More Hospital Systems Embracing Anchor Role

More Hospital Systems Embracing Anchor Role

Healthcare Anchor Network’s David Zuckerman and Atrium Health’s Kinneil Coltman describe ways health systems are advocating for changes in policy on housing, transportation and food insecurity. During a recent webinar, David Zuckerman, president and founder of the Healthcare Anchor Network (HAN), gave several examples of ways that health systems are using their roles as large employers to make community investments and partner with other community groups to advocate for changes in policy on housing, transportation and food insecurity. The health system members of HAN embrace their roles as catalysts for health, economic, and racial equity by leveraging their everyday operations, including hiring, purchasing, and investment for equitable, local economic impact and to build community wealth. “Our focus has been how to consistently change your institutional behaviors, but one of the things we learned early on was that there was also a need to help health systems be more effective advocates around a broader vision of health equity,” Zuckerman said.

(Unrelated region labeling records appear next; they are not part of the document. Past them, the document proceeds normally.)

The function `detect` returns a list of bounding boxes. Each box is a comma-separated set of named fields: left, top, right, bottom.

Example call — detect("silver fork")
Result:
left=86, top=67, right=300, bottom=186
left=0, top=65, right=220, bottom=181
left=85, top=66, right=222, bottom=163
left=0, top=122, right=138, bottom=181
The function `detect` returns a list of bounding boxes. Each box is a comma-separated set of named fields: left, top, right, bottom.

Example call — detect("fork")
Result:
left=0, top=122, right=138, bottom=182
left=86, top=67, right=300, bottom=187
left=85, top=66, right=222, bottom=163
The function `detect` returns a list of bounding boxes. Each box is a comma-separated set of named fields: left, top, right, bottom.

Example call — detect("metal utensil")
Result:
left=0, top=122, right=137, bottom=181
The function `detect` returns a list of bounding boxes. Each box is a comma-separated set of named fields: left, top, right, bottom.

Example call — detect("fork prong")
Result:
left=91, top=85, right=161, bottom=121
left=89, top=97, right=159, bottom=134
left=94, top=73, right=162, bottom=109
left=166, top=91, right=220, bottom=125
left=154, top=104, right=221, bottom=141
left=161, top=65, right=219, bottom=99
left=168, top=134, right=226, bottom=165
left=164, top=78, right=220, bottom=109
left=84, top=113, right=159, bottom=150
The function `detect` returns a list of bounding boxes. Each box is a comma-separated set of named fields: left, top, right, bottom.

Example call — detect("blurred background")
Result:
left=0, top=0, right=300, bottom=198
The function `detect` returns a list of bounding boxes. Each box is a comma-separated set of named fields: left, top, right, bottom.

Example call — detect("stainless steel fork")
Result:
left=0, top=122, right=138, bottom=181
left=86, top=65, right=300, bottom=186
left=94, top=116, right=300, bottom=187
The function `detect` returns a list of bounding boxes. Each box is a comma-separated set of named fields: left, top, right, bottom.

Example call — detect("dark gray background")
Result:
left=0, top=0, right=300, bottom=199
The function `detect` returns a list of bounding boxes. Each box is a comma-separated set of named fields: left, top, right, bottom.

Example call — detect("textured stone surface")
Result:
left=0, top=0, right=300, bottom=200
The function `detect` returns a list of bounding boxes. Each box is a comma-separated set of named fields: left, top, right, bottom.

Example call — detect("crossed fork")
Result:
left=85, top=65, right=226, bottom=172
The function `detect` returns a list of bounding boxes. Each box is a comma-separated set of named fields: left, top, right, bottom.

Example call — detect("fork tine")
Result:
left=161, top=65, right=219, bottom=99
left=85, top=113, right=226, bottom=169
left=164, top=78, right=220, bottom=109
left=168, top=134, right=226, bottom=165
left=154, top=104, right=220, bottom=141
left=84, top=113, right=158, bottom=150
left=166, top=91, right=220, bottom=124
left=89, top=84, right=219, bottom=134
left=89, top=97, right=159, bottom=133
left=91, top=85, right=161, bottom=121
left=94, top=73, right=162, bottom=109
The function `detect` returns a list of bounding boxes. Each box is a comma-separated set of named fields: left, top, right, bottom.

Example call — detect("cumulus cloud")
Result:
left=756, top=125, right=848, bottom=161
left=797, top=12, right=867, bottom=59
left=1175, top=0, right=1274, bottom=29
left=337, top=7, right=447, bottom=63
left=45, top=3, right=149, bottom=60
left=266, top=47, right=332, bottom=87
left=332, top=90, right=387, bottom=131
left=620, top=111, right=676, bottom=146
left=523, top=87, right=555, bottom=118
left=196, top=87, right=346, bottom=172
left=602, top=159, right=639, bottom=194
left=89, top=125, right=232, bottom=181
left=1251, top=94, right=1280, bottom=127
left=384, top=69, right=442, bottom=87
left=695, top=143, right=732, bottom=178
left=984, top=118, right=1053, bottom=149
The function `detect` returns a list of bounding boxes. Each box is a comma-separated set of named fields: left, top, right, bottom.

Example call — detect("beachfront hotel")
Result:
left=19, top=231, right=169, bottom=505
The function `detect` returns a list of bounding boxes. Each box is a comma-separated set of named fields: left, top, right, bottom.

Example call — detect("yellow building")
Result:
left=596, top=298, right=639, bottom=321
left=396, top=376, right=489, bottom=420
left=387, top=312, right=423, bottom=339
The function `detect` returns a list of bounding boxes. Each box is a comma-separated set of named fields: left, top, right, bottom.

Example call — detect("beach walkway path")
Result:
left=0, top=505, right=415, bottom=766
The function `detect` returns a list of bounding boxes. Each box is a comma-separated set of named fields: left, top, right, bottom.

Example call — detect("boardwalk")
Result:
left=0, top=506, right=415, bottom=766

Trinity Health worked in coalition with community partners to advocate for the Cares Act funds for rental and utility assistance in Idaho. “It's really important that they brought their voice to a broad coalition to help create the enactment of the Idaho Fair Warning Act, which gives tenants notice before eviction.” In the other example, UMass Memorial Health in Worcester was part of a coalition to help allocate ARPA funding for housing, including the first affordable housing trust fund in the city of Worcester, Massachusetts. “I think that this is a really important shift that we're seeing around these organizations being involved in other areas of social determinants of health policy that are so critical to helping us achieve health equity in this country,” he said. As the largest employer in North Carolina, Atrium Health is rethinking its social impact on the community. Atrium had been building a lot of infrastructure around health equity for a long time, Coltman said, “so when COVID started to roll into our communities, we had seen some of the headlines pouring in from other parts of the country about the profound and dramatic disparities along racial and socio-economic lines related to COVID, and we did not want to see that happen.”